The following figure shows the third inference benchmark for light-weight object detection in images with the PowerEdge R750xa server:
Figure. 3: PowerEdge R750xa server performance on inference for light-weight object detection.
The same three configurations of the PowerEdge R750xa server were benchmarked. Each configuration used SDD-Large as the base model and we observed performance in both the Offline and Server scenarios. The configuration that relied on the Triton Inference Server performed slightly faster in the Offline scenario with 3,638 samples per second. In the Server scenario, the configuration without the Triton Inference Server performed best at 3,252 samples per second, approximately 14 percent faster than the other configurations. Once again, each configuration performed comparably with or without the Triton Inference Server or MIG. For object detection, all configurations ranked highly for 4 x PCIe GPU configurations.
In addition to image classification, NLP, and object detection, the PowerEdge R750xa server was benchmarked for medical image classification, speech-to-text processing, and recommendation systems. The following table shows the best performance of the PowerEdge R750xa server, which relies on 4 x GPU A100 acceleration without the Triton Inference Server or MIG, and its respective performance in both the Offline and Server scenarios for each of the major tasks identified in Table 1.

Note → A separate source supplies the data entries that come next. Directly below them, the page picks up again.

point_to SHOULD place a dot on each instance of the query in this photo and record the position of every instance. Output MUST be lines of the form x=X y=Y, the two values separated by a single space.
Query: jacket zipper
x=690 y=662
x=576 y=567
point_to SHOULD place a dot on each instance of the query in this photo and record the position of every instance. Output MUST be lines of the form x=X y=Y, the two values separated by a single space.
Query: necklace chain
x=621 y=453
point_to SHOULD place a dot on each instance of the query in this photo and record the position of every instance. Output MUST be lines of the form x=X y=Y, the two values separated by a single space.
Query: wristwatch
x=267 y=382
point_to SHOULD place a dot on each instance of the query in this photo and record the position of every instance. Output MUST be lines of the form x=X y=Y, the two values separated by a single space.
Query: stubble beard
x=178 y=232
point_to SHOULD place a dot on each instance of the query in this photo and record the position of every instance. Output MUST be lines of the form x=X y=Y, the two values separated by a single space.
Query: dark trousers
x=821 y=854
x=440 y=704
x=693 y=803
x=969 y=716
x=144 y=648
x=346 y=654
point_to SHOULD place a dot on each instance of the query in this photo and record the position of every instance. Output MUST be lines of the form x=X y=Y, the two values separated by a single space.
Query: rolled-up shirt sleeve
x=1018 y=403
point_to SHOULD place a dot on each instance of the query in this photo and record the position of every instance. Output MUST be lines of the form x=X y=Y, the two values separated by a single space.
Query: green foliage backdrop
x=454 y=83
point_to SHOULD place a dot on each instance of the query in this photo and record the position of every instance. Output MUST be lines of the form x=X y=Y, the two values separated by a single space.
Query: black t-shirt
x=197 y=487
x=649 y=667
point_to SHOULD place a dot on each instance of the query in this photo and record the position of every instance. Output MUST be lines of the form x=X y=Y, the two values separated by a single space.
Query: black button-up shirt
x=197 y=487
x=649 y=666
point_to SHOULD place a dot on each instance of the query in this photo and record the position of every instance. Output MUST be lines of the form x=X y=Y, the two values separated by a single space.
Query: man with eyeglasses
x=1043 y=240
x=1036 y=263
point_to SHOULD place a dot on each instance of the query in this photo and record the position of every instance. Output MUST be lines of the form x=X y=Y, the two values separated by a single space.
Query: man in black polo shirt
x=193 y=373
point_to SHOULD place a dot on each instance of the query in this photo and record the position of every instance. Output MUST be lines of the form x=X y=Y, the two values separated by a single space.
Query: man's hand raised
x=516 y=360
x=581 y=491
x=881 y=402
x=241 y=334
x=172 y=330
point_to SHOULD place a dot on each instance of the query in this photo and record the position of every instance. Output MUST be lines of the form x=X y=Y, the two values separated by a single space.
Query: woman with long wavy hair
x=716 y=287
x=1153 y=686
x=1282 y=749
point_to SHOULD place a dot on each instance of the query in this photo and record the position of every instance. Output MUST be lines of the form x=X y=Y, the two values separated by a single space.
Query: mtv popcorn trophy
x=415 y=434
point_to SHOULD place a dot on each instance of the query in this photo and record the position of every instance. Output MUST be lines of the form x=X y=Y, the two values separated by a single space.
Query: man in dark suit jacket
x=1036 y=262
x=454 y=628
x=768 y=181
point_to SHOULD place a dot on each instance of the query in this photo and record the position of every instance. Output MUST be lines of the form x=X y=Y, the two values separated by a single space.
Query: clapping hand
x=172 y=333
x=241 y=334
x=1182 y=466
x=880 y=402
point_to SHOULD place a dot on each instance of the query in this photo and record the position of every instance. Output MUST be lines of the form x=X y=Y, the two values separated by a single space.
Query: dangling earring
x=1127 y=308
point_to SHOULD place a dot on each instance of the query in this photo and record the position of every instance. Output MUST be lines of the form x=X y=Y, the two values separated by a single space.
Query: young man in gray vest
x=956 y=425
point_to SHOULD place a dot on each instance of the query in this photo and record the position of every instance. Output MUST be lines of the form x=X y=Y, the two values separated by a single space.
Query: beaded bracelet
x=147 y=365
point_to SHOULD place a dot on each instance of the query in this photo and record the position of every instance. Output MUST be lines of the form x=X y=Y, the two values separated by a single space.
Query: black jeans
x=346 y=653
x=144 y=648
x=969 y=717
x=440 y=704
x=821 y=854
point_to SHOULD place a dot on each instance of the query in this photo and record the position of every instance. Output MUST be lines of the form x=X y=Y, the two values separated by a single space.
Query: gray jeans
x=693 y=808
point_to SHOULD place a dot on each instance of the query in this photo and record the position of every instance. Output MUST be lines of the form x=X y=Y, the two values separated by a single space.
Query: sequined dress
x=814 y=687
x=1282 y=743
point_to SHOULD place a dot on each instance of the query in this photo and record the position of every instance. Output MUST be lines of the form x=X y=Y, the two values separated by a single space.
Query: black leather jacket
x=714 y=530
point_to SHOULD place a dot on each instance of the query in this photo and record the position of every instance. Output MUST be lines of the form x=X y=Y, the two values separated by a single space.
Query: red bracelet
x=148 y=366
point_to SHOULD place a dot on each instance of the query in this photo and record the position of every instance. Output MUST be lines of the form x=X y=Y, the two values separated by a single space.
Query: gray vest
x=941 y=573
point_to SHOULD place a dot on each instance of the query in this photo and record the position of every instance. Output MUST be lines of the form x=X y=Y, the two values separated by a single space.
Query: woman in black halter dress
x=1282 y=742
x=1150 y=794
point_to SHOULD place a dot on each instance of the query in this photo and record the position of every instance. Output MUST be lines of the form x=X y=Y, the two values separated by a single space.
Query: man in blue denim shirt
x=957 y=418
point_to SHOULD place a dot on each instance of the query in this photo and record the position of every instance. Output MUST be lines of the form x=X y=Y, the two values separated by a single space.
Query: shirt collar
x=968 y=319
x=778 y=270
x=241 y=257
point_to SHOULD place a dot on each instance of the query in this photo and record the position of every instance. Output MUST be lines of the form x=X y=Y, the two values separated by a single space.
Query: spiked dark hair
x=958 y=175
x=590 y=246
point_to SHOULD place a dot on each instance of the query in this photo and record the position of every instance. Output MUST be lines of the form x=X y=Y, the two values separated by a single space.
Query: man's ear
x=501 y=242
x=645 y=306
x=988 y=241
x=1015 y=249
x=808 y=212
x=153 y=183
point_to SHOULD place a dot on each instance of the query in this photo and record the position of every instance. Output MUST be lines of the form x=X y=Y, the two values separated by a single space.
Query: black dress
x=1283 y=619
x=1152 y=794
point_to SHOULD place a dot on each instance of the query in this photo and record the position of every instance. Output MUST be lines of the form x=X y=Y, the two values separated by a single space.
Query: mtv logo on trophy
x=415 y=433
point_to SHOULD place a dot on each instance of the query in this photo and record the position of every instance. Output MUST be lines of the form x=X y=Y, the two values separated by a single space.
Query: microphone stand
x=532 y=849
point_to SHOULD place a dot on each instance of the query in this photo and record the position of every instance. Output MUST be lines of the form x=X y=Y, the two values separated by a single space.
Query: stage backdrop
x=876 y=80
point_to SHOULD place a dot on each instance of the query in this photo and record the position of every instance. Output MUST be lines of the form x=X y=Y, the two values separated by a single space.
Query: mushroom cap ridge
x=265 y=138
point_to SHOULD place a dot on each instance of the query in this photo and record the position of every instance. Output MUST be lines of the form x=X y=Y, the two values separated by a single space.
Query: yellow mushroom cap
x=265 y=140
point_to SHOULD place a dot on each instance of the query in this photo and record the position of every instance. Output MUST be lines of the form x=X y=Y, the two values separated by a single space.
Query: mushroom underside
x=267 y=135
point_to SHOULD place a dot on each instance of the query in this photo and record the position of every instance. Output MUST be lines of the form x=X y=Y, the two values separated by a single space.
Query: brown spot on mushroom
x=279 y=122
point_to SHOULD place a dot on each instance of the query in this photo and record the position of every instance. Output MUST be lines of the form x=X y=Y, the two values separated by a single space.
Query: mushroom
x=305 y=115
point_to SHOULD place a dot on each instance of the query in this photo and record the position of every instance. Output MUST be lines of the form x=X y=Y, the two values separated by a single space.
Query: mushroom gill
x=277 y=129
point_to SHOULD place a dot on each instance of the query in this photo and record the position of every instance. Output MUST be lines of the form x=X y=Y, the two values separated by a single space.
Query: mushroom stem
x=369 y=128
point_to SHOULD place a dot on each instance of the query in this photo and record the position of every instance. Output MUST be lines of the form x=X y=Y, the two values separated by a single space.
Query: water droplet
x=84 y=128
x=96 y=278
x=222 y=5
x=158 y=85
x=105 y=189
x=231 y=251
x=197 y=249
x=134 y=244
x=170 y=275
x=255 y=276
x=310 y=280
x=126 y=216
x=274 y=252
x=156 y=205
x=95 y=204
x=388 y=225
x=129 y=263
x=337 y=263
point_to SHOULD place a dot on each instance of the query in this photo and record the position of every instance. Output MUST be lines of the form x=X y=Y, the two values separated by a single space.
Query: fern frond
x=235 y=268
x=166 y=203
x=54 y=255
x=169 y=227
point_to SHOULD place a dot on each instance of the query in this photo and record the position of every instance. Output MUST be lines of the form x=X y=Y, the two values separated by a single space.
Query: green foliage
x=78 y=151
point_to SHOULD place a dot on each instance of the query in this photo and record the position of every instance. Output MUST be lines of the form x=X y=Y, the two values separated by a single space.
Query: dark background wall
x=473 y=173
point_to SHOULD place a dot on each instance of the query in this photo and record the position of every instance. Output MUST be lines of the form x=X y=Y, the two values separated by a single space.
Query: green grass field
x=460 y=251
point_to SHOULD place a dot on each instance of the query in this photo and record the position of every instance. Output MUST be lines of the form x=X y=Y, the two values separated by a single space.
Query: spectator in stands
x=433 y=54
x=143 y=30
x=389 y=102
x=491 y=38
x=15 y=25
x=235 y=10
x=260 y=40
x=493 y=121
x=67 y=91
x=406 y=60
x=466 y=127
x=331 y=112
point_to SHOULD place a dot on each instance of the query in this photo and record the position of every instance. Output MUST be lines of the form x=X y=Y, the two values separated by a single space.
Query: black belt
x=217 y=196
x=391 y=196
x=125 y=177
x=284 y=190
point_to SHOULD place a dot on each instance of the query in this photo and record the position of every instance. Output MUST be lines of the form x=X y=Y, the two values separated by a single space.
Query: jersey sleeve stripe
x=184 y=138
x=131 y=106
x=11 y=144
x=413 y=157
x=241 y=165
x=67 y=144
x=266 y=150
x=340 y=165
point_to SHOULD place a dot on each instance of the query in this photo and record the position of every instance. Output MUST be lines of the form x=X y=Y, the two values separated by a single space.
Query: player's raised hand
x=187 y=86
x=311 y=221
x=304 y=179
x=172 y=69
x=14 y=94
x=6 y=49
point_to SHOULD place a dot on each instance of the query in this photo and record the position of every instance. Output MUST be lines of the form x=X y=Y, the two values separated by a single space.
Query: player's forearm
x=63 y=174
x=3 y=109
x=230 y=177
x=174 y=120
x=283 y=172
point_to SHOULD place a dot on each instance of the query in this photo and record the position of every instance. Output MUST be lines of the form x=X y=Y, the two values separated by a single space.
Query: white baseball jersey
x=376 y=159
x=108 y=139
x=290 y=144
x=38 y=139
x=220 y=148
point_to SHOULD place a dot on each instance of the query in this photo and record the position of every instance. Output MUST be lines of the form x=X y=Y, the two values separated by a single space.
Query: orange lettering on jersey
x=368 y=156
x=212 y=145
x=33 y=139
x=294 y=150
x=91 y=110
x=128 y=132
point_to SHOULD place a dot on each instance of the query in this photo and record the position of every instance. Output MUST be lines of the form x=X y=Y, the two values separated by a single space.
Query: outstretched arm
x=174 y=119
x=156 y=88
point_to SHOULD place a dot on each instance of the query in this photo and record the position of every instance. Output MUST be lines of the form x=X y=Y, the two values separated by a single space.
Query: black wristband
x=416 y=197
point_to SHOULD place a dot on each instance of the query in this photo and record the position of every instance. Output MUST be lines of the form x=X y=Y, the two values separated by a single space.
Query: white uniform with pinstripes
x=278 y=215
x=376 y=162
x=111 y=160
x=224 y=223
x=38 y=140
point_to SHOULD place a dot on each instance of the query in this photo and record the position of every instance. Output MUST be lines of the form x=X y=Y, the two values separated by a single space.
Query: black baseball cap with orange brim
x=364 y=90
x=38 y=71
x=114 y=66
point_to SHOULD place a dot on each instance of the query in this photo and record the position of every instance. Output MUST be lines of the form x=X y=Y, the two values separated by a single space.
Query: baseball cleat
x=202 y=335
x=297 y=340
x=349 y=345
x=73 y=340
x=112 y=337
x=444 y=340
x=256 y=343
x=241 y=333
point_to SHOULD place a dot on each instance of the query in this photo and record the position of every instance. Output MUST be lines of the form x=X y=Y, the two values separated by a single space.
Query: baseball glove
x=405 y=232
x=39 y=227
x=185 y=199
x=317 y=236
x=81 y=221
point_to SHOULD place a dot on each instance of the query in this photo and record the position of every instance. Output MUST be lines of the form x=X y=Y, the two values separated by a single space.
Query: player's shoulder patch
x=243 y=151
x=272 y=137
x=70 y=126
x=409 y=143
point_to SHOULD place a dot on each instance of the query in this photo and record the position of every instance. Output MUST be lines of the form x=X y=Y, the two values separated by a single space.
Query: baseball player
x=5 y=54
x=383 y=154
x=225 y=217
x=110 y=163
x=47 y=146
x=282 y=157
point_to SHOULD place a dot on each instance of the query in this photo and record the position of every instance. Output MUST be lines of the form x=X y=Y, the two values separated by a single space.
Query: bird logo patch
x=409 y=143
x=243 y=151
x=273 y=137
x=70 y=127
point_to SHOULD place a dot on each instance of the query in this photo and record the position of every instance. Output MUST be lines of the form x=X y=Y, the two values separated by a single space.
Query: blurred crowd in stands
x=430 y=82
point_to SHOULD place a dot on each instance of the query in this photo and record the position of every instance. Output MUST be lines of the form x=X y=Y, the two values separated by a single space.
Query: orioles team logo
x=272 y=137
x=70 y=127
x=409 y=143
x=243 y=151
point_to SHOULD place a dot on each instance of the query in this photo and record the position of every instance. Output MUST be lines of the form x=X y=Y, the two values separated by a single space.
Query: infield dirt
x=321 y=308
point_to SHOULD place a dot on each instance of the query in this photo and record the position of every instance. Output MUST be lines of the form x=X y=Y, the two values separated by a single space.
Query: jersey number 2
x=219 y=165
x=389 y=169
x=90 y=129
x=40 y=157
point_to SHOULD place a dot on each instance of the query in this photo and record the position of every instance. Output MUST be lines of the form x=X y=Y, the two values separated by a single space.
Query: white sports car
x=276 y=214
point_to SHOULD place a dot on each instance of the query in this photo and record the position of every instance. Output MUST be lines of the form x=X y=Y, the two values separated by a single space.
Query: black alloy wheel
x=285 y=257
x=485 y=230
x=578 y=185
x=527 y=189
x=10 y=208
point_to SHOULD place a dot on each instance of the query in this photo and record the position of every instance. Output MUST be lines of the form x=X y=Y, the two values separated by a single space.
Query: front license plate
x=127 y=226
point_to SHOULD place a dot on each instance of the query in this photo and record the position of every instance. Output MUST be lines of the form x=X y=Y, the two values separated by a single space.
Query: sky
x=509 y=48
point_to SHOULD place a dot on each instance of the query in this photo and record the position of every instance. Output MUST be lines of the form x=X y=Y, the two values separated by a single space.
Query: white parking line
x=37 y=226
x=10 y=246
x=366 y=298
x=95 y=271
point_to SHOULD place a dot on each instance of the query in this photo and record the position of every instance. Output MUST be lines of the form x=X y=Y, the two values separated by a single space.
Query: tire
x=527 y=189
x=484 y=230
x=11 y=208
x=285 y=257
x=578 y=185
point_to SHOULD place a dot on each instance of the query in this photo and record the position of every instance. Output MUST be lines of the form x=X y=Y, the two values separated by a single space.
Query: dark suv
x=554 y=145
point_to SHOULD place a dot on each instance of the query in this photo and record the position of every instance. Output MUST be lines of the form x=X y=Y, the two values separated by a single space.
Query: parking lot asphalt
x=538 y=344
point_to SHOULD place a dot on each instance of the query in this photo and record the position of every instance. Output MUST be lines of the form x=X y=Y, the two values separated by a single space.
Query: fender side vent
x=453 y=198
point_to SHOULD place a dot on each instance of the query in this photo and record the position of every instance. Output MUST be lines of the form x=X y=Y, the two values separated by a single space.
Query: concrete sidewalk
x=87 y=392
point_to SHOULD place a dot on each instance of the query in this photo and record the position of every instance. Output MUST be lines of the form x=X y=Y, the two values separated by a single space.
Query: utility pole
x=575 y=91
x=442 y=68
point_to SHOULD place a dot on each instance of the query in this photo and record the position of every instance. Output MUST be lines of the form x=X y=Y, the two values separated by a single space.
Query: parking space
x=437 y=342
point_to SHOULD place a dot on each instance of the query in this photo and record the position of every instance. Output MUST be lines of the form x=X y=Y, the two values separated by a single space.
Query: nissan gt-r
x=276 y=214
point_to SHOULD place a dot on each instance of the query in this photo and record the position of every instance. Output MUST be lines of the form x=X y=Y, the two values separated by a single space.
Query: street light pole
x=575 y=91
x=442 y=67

Table 3: Performance of the PowerEdge R750xa server 4x A100-PCIe (80 GB) on TensorRT
Area | Task | Model | Mode | Samples per second |
Vision | Image classification | Resnet50-v1.5 | Offline | 146,878 |
Vision | Image classification | Resnet50-v1.5 | Server | 135,025 |
Vision | Object detection (large) | SSD-ResNet34 | Offline | 3,634 |
Vision | Object detection (large) | SSD-ResNet34 | Server | 3,252 |
Vision | Medical image segmentation | 3D UNet 99 | Offline | 231 |
Vision | Medical image segmentation | 3D UNet 99.9 | Offline | 231 |
Speech | Speech-to-text | RNNT | Offline | 53,113 |
Speech | Speech-to-text | RNNT | Server | 48,504 |
Language | Language processing | BERT-99 | Offline | 12,773 |
Language | Language processing | BERT-99 | Server | 11,701 |
Language | Language processing | BERT-99.9 | Offline | 6,397 |
Language | Language processing | BERT-99.9 | Server | 5,683 |
Commerce | Recommendation | DLRM-99 | Offline | 1,136,410 |
Commerce | Recommendation | DLRM-99 | Server | 1,136,670 |
Commerce | Recommendation | DLRM-99.9 | Offline | 1,136,410 |
Commerce | Recommendation | DLRM-99.9 | Server | 1,136,670 |
The results show that the system performed well in all tasks, ranking highly for each. These results show that the PowerEdge R750xa server is a solid system with flexibility for handling most AI problems that you might encounter.
Conclusion
In this blog, we quantified the performance of the PowerEdge R750xa server in the MLCommons Inference v1.1 performance benchmarks. Customers can use the submitted results to evaluate the applicability and flexibility of the PowerEdge R750xa server to address their needs and challenges.
The results in this blog show that the PowerEdge R750xa server is a flexible choice for AI inference problems. It has the flexibility to meet the inference requirements across many different scenarios and workload types.